After `describe_chunks`, the worker runs a wiki build before vector upsert. Failures are logged only and do not block indexing. Default **`WIKI_BACKEND=mkdocs`** (Material, Python-only). **`starlight`** or **`vitepress`** need **Node.js + npm** (included in this repo’s Dockerfile; install them yourself on bare metal). The first build runs `npm install` under `wiki_work/` (npm registry access required). Output: `DATA_DIR/wiki_sites//site/`, served by the API.

- **Browse**: `http://:8000/wiki//site/` (same `project_id` rules as under `repos/`)
- **Metadata**: `GET /api/wiki/{project_id}` → last `manifest.json` (includes `wiki_backend`, commit, timestamps, counts)

Pages include overview, architecture (when an LLM is configured), file index (tree), per-file symbol pages, and a symbol table (split into parts when large). MkDocs uses Lunr search; Starlight/VitePress use built-in local search. On each symbol, **Functionality** shows only the **LLM-generated** one-line description from the indexing pipeline (same field as in the vector store); if the model is not configured or generation failed, a placeholder explains that. When a source docstring differs from that text, it appears separately under **Source Docstring**.

---

## Index queue & job progress

Indexing, commit impact analysis, and issue auto-reply jobs run through a **serial queue** (avoids concurrent writes to Chroma / local repo dirs and keeps local repo state predictable). Job state is persisted in SQLite so you can still query history after restarts.

- **List jobs**: `GET /api/index-jobs?limit=50&offset=0` (optional `status` / `project_id` filters; response `total` is the full match count, `jobs` is the current page, `limit`/`offset` echo the request)
- **Get one job**: `GET /api/index-jobs/{job_id}`
- **Cancel a job**: `POST /api/index-jobs/{job_id}/cancel` (supports `queued` and `running`; running jobs are terminated)
- **Retry a failed/cancelled job**: `POST /api/index-jobs/{job_id}/retry`
- **Precheck a repo before enqueue**: `POST /api/index-jobs/precheck`

Key fields:

- **status**: `queued` / `running` / `succeeded` / `failed` / `cancelled`
- **progress**: 0-100
- **step**: stage name (e.g. `clone_or_pull` / `parse_functions` / `generate_wiki` / `upsert_vector_store`)
- **message**: human-friendly stage message

---

## Environment variables

Most supported settings can also be changed from **`/admin/` → Settings**. UI overrides are stored in `DATA_DIR/ui_overrides.json` and take precedence over `.env`.

### Minimum useful config

| Variable | Description |
|------|------|
| `DATA_DIR` | Data directory (default `./data`) |
| `EMBED_PROVIDER` | `ollama` (default) or `openai` |
| `EMBED_MODEL` | Embedding model name / id |
| `OLLAMA_BASE_URL` | Required when `EMBED_PROVIDER=ollama` |
| `OPENAI_EMBED_BASE_URL` | Required when `EMBED_PROVIDER=openai` |
| `OPENAI_EMBED_API_KEY` | Required when `EMBED_PROVIDER=openai` |

If you change embedding provider, model, or vector dimension, clear `DATA_DIR/chroma` and re-index.

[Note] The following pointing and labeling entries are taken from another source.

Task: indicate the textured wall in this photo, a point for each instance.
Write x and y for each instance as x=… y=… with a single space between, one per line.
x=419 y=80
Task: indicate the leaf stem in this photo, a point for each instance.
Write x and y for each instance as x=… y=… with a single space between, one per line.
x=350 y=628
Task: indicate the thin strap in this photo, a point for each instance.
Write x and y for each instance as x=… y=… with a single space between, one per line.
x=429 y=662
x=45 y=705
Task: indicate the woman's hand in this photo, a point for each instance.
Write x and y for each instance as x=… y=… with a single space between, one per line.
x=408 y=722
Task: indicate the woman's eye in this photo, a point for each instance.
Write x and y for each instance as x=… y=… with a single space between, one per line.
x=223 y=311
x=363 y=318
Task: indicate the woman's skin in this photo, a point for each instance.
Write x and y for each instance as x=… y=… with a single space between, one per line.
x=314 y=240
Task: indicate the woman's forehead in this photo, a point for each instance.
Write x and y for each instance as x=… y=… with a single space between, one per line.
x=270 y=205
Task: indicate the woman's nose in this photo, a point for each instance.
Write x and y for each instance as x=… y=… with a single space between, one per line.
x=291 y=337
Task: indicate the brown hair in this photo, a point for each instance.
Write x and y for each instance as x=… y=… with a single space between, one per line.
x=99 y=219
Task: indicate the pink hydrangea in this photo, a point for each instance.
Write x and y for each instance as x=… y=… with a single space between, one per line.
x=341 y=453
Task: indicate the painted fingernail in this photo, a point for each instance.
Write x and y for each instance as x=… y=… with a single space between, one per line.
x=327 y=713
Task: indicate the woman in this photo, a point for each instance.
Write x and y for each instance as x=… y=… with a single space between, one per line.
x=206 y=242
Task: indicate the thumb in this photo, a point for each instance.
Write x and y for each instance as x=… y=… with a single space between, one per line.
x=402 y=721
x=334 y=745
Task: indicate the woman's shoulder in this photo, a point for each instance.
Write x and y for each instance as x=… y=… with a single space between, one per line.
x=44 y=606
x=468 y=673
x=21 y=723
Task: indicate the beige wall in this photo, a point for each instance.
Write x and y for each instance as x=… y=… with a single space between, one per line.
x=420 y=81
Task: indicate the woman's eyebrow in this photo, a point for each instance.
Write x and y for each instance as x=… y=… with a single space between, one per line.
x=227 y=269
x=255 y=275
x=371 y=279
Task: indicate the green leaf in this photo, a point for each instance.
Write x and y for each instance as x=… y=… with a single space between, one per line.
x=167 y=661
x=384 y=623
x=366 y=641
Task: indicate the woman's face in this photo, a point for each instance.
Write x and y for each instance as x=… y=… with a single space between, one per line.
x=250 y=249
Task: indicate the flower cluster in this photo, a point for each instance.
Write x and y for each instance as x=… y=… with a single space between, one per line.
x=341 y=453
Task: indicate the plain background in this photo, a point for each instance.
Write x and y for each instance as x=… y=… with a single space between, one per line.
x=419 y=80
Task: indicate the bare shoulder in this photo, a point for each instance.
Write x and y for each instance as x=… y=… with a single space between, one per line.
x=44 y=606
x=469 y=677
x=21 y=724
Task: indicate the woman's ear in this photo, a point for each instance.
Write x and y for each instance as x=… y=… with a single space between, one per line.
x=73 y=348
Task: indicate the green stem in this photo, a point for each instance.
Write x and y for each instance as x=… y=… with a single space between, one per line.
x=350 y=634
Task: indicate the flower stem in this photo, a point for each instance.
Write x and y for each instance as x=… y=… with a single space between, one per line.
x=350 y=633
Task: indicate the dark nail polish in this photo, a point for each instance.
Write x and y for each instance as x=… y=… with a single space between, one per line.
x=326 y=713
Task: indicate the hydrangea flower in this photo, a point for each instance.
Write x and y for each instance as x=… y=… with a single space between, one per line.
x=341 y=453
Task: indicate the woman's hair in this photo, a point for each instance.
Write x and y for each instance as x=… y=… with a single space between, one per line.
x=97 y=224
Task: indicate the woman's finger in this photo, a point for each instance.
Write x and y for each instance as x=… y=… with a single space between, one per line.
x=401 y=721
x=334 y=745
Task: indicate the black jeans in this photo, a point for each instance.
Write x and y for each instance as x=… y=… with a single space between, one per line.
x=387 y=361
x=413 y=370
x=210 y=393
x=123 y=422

### Common optional settings

| Variable | Description |
|------|------|
| `GITLAB_WEBHOOK_SECRET` / `GITHUB_WEBHOOK_SECRET` / `GITEA_WEBHOOK_SECRET` | Webhook signature secrets |
| `GITLAB_ACCESS_TOKEN` / `GIT_HTTPS_TOKEN` | HTTPS clone token for private repositories |
| `GIT_HTTPS_USERNAME` | HTTPS basic username (`oauth2` default; GitHub: `x-access-token`) |
| `CONTENT_LANGUAGE` | `zh` or `en`; controls generated content language |
| `INDEX_EXCLUDE_PATTERNS` | Extra glob patterns to skip during indexing |
| `WIKI_BACKEND` | `mkdocs` / `starlight` / `vitepress` |
| `WIKI_ENABLED` | Disable wiki generation when set to `false` / `0` |

### LLM config

`LLM_PROVIDER` supports `openai` (default), `azure_openai`, or `dify`. Configure only the variables for the selected provider.

| Variable | Description |
|------|------|
| `LLM_PROVIDER` | `openai` / `azure_openai` / `dify` |
| `OPENAI_API_KEY`, `OPENAI_BASE_URL`, `OPENAI_MODEL` | OpenAI-compatible chat config |
| `AZURE_OPENAI_API_KEY`, `AZURE_OPENAI_ENDPOINT`, `AZURE_OPENAI_VERSION`, `AZURE_OPENAI_DEPLOYMENT` | Azure OpenAI config |
| `DIFY_API_KEY`, `DIFY_BASE_URL` | Dify config |

### Advanced controls

| Variable | Description |
|------|------|
| `REPOS_CACHE_MAX_GB` / `REPOS_CACHE_MAX_COUNT` | Repo mirror cache limits |
| `SKIP_VECTOR_STORE` | Skip Chroma upsert for a run |
| `INCREMENTAL_INDEX` / `FORCE_FULL_INDEX` | Control incremental vs full indexing |
| `WIKI_KEEP_WORK` | Keep wiki build work directory |
| `WIKI_MAX_FILE_PAGES` / `WIKI_SYMBOL_ROWS_PER_FILE` | Wiki build limits |
| `NPM_REGISTRY` | Optional npm registry override for wiki builds |

---

## Data & persistence

By default under `DATA_DIR`:

- **Repo mirrors**: `DATA_DIR/repos//...` (optional `REPOS_CACHE_MAX_GB` / `REPOS_CACHE_MAX_COUNT` to auto-remove least-recently-used **other** project mirrors to save disk; never deletes the repo for the job currently indexing)
- **Vector store**: `DATA_DIR/chroma/`
- **Jobs DB**: `DATA_DIR/index_jobs.sqlite3`
- **Project vector index metadata**: `DATA_DIR/project_index.sqlite3` (`doc_count`, display name, plus incremental fields `last_indexed_commit` / `last_embed_model`)
- **Impact analysis history**: `DATA_DIR/impact_analysis.sqlite3`
- **Issue automation state**: `DATA_DIR/project_issues.sqlite3`, `DATA_DIR/issue_reply_job_payloads.sqlite3`, and related UI override / audit files
- **Static wiki**: `DATA_DIR/wiki_sites//site/` plus `manifest.json` (intermediate `wiki_work/` removed unless `WIKI_KEEP_WORK=1`)

---

## Development (local)

### Backend

```bash
python3 -m venv .venv
source .venv/bin/activate
pip install -r backend/requirements.txt
cp .env.example .env
cd backend && uvicorn app.main:app --host 127.0.0.1 --port 8000 --reload
```

### Frontend

```bash
cd frontend && npm install && npm run dev
```

Set `CORS_ORIGINS=http://localhost:5173` when running the frontend separately.

### Notes

- If you start from `backend/`, default `DATA_DIR=./data` resolves to `backend/data/`.
- The queue worker starts automatically with the API service.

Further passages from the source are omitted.